I really want to like King Arthur: A Knight’s Tale, but I find the experience of playing the Steam Early Access release so trudging as to almost be a chore. It’s a shame, because there’s promise in a lot of the features, and I’m very much on board with the idea of being Mordred, who’s usually the villain, chasing down Arthur, who’s usually the hero. We’re all brought back from the dead – magical stuff: don’t ask – and because of it, everything is cast in a graveyard hue, all grey and misty, moody and murky. But what it forgets along the way, or what it doesn’t have yet – because I have to remind myself this is early access and there’s plenty of time for things to change – is life.

King Arthur: A Knight’s Tale previewDeveloper: NeocoreGamesPublisher: NeocoreGamesPlatform: Played on PCAvailability: Out now on Steam Early Access for £27.29. The plan is to be there for three to seven months. PS5 and Xbox S/X releases are planned.

It lacks energy, that kind of snappiness and charisma the best turn-based games have. Games like XCOM, games like Divinity: Original Sin 2, which, given King Arthur has RPG exploration and dialogue, seems an apt comparison. And it suffers all over because of it.

When you’re in the RPG layer, wandering around environments, it’s slow. And it feels empty, devoid of life in the surroundings, devoid of music or companion banter, devoid, really, of anything much to do. You can loot a body, loot a chest, maybe do a very simple sidequest for a very wooden NPC, but that’s it. All there really is to do is fight.
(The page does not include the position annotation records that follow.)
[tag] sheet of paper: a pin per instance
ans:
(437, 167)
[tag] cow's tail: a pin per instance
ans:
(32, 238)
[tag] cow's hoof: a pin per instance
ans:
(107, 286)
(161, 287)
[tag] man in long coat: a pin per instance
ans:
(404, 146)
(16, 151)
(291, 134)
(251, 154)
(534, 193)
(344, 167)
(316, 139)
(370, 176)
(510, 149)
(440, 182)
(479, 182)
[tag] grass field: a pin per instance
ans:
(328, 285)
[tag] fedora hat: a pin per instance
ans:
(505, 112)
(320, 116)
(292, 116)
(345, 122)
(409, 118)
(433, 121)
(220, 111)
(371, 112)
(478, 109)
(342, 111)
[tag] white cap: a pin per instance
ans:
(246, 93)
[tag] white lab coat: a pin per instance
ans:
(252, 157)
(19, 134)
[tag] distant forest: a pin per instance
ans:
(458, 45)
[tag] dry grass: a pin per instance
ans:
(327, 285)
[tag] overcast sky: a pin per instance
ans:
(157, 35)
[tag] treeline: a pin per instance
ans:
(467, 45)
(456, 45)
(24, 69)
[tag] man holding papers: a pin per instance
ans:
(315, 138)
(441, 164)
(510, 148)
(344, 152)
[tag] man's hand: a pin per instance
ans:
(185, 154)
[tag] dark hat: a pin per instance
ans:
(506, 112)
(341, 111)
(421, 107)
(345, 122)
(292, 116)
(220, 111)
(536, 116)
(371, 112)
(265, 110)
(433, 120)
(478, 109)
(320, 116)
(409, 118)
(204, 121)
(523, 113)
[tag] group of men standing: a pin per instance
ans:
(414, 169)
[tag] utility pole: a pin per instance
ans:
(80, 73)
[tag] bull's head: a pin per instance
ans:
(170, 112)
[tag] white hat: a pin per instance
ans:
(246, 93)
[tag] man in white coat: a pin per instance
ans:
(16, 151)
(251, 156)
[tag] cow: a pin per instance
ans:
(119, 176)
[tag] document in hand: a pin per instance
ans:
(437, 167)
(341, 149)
Thankfully, fighting is OK. I particularly like the heft of the animated sword swings and axe chops, and sorting out positioning and attack-type occupies the mind. But the XCOM comparison developer NeoCore mentions is curious, because what King Arthur doesn’t have in any great amount, and which XCOM has in abundance, is ranged combat, hence the whole cover system. In King Arthur, there are a few archers, and I’ve seen a few spells, but that’s it. What does it need a cover system for? I haven’t seen it in use at all.

An early, enclosed combat. Arenas can get much bigger than this.
I really like the character portraits.

And, again, combat is lethargic. It’s not boring, it’s perfectly playable, but there’s very little to raise your heartbeat or surprise you. It’s only really when you start uncovering some of the undead enemies, a few hours in, things pick up. The question is, will you even want to make it that far?